German President Joachim Gauck said the alleged death of 1.5 million Ottoman Armenians was a “genocide” this week on April 24, the date of the centennial commemorations for the disputed genocide.
“Turkish people will not forget nor forgive the comments of the German President,” the ministry said, stating that the German President “Does not have right to attribute such a crime - which was not committed - to the Turkish people. It is expected from those serving in such posts to have an inclusive attitude and consider the sensitivities of all individuals of society.”
Regarding the attendance of French President Francois Hollande at the commemoration event for the “genocide” in Armenia, the ministry of foreign affairs also said it condemns what it views as a biased action by France.
“It would have been expected from France to understand that all ethnic groups in the Ottoman Empire suffered during its collapse. A stance avoiding discriminating between the pain shared by groups of different religious backgrounds would have been appreciated and would have been seen as a positive step from Turkish minority in France,” the statement said.
In response to Russian President Vladimir Putin’s remarks that condemns the “genocide” the ministry said it does not acknowledge Putin’s comments and condemns them. “Such remarks that violate legitimacy are not recognised by Turkey,” it said.
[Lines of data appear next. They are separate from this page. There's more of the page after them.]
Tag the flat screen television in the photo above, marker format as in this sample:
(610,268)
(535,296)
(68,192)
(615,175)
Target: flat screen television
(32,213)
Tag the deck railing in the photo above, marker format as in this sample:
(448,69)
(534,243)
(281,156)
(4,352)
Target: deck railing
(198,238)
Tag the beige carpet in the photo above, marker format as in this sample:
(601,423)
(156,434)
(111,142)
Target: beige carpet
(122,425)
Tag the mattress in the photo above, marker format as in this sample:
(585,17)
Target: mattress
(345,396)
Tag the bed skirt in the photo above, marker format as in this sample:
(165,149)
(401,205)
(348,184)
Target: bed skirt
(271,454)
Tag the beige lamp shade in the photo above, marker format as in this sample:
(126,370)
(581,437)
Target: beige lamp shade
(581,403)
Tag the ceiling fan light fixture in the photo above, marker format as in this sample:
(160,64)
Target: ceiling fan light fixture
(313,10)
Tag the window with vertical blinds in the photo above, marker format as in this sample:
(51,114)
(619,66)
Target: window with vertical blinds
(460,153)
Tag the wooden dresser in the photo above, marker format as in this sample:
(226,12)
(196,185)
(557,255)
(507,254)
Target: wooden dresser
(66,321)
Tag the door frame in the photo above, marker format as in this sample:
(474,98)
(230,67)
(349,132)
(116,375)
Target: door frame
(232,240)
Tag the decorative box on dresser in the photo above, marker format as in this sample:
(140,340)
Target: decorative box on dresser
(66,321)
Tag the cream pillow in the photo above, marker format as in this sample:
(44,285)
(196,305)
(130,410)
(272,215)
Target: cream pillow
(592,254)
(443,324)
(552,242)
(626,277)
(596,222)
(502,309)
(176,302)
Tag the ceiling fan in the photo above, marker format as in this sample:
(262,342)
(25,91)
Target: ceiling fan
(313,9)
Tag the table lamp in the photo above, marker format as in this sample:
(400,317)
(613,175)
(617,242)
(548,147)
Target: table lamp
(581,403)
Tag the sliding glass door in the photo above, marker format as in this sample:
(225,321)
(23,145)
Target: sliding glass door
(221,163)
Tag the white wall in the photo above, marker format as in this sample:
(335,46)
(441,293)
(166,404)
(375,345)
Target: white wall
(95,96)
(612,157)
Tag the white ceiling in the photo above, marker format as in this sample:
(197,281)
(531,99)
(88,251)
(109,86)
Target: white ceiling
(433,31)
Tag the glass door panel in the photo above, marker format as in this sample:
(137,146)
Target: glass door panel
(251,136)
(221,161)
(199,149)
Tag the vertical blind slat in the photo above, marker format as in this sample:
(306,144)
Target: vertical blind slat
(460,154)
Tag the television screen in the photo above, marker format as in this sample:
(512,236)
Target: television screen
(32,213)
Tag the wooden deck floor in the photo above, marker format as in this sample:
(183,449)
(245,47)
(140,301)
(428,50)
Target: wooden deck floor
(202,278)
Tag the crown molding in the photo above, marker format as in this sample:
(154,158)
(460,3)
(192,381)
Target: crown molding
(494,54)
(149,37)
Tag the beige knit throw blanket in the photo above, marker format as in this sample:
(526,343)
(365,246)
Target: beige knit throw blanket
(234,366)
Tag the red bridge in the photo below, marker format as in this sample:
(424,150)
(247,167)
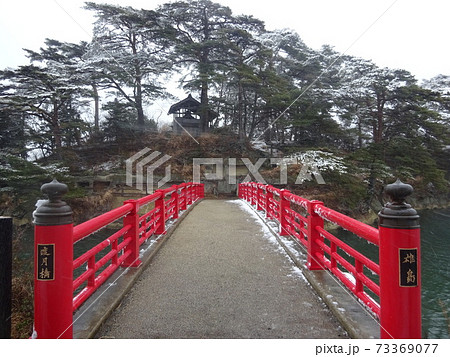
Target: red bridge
(69,292)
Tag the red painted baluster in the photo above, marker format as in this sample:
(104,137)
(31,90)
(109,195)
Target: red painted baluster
(315,253)
(161,205)
(132,219)
(176,197)
(284,205)
(269,198)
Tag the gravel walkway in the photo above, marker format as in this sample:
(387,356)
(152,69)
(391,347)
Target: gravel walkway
(221,275)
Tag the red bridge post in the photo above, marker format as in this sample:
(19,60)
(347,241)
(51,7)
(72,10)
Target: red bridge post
(400,276)
(53,265)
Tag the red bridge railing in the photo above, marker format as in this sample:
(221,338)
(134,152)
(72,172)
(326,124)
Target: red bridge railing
(389,288)
(57,293)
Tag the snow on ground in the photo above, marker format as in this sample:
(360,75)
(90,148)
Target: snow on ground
(269,236)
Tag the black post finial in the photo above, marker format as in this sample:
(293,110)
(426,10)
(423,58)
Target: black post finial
(398,214)
(54,211)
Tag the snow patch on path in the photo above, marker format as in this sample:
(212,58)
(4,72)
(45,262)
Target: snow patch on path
(268,235)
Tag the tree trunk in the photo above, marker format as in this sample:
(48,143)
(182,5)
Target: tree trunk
(96,106)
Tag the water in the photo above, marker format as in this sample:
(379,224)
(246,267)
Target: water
(435,243)
(435,247)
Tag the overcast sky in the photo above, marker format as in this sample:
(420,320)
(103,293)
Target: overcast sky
(411,34)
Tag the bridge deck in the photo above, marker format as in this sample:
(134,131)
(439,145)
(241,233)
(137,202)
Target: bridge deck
(221,275)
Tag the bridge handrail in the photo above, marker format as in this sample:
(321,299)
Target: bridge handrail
(120,249)
(293,223)
(303,220)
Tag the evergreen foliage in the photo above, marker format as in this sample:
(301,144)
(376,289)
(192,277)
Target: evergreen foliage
(265,85)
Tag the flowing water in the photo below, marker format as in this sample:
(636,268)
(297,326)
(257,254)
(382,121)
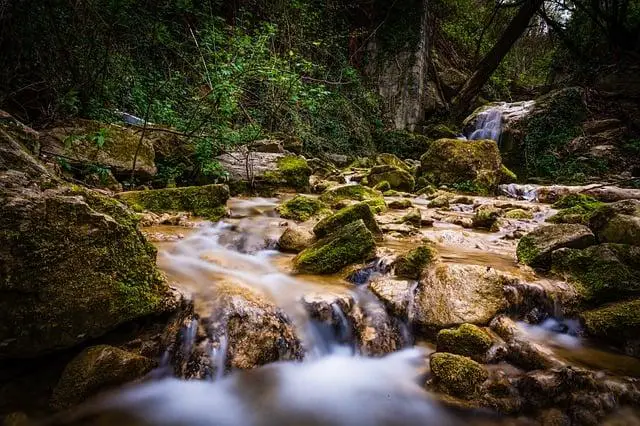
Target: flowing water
(337,383)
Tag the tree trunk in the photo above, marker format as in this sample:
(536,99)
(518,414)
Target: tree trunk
(490,62)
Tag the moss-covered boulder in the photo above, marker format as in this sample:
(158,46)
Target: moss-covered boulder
(353,243)
(618,322)
(402,204)
(535,248)
(575,208)
(302,208)
(602,273)
(411,264)
(486,216)
(398,178)
(519,214)
(335,222)
(96,369)
(83,142)
(617,222)
(208,201)
(295,239)
(468,340)
(457,375)
(454,162)
(354,192)
(73,264)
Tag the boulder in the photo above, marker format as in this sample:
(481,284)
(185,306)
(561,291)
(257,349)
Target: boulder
(411,264)
(617,223)
(354,243)
(618,323)
(208,201)
(295,239)
(96,369)
(468,340)
(400,204)
(72,263)
(302,208)
(474,163)
(110,146)
(453,294)
(354,192)
(398,178)
(535,248)
(335,222)
(602,273)
(457,375)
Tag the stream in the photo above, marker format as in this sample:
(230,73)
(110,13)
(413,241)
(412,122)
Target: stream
(340,381)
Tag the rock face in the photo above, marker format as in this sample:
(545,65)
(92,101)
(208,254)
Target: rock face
(454,294)
(602,273)
(302,208)
(397,178)
(457,375)
(535,248)
(72,263)
(618,222)
(108,145)
(335,222)
(96,369)
(354,192)
(454,161)
(207,201)
(353,243)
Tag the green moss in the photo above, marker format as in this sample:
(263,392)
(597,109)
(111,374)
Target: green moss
(354,243)
(382,186)
(354,192)
(206,201)
(295,171)
(302,208)
(618,322)
(411,264)
(335,222)
(457,375)
(602,273)
(519,214)
(468,340)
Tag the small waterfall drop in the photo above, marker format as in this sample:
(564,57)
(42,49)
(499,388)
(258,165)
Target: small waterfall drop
(488,125)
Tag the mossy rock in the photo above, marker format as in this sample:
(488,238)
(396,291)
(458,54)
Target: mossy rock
(575,208)
(208,201)
(535,248)
(602,273)
(468,340)
(617,222)
(457,375)
(411,264)
(386,159)
(413,217)
(397,177)
(400,204)
(382,186)
(96,369)
(618,322)
(454,161)
(507,176)
(353,243)
(486,216)
(519,214)
(295,239)
(302,208)
(333,223)
(357,193)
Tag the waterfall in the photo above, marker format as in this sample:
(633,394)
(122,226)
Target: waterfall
(488,125)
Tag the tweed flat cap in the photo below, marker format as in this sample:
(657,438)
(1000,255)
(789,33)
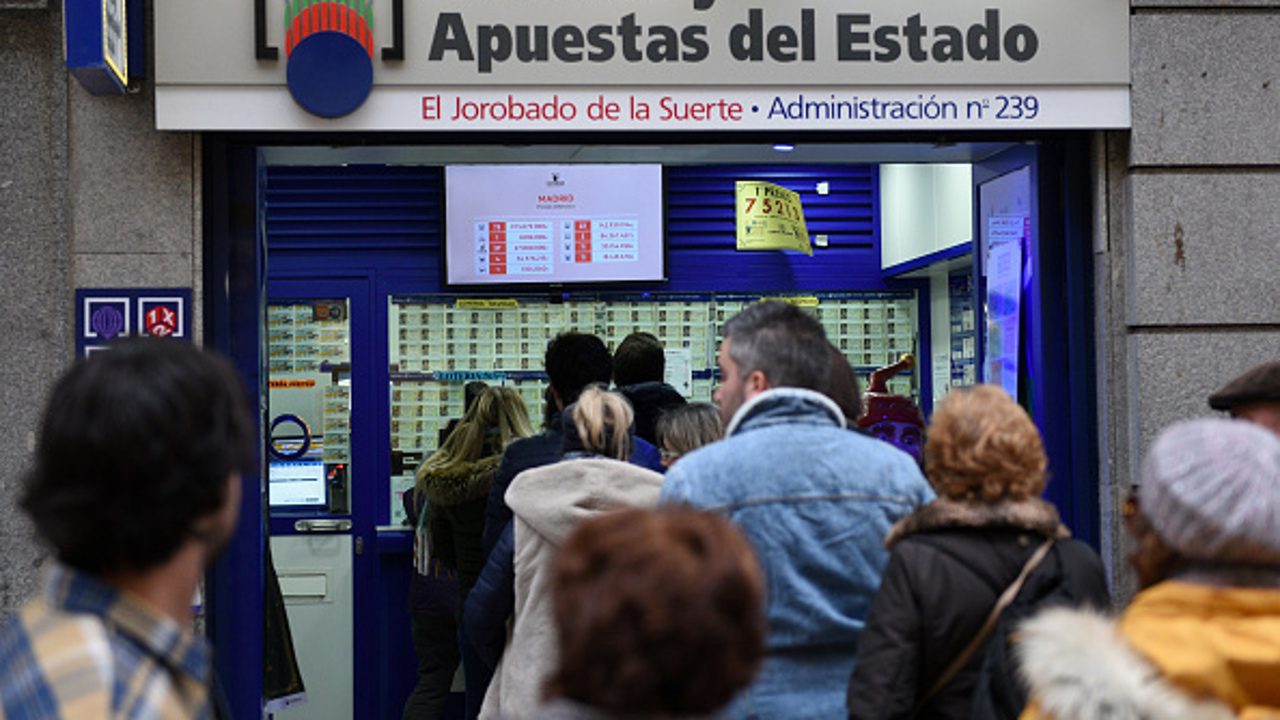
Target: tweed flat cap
(1261,383)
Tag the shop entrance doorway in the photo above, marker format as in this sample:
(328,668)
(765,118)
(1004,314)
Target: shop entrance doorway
(357,308)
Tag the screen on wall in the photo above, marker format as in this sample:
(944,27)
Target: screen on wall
(552,224)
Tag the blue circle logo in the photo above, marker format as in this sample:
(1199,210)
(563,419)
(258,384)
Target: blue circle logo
(330,55)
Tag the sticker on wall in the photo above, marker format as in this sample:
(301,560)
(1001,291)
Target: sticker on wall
(108,314)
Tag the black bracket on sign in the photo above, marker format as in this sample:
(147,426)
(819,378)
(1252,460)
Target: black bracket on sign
(397,50)
(261,50)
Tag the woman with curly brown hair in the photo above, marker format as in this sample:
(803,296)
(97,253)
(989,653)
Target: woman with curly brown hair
(951,560)
(658,613)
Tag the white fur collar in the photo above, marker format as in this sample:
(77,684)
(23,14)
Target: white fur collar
(1079,668)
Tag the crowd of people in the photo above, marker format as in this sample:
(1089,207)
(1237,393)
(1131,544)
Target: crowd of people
(789,552)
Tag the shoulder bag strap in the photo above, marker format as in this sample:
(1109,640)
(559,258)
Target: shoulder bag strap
(979,638)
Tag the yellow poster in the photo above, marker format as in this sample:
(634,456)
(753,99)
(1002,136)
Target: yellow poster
(769,218)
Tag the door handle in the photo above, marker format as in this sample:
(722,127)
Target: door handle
(312,525)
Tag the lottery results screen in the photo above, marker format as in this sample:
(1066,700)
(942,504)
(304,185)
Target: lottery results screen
(551,224)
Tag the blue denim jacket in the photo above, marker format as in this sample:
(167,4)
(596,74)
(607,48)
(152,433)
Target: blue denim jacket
(816,501)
“Considering the mass massacres, exiles, collective punishments carried out by Russia for centuries in Caucasus, Central Asia and Eastern Europe as well as inhumane practices towards Turkic and Muslim minorities in its own history, Turkey believes Russia should be aware of the definition of “genocide” and the legal issues that comes with it very well,” the statement said.
The ministry also said that Turkey expects Russia to pay attention to its friendly ties with Turkey and to sensitive subjects concerning to Turkey, while adding that Russia’s insistence on committing “wrongful” actions would not contribute towards peace in the region.
Following the ministry’s statement, Kremlin spokesman Dmitry Peskov said that Putin’s visit to Armenia would not have negative effect on Turkish-Russian relations, and that Turkey is a strategic partner of Russia with which ties will potentially develop.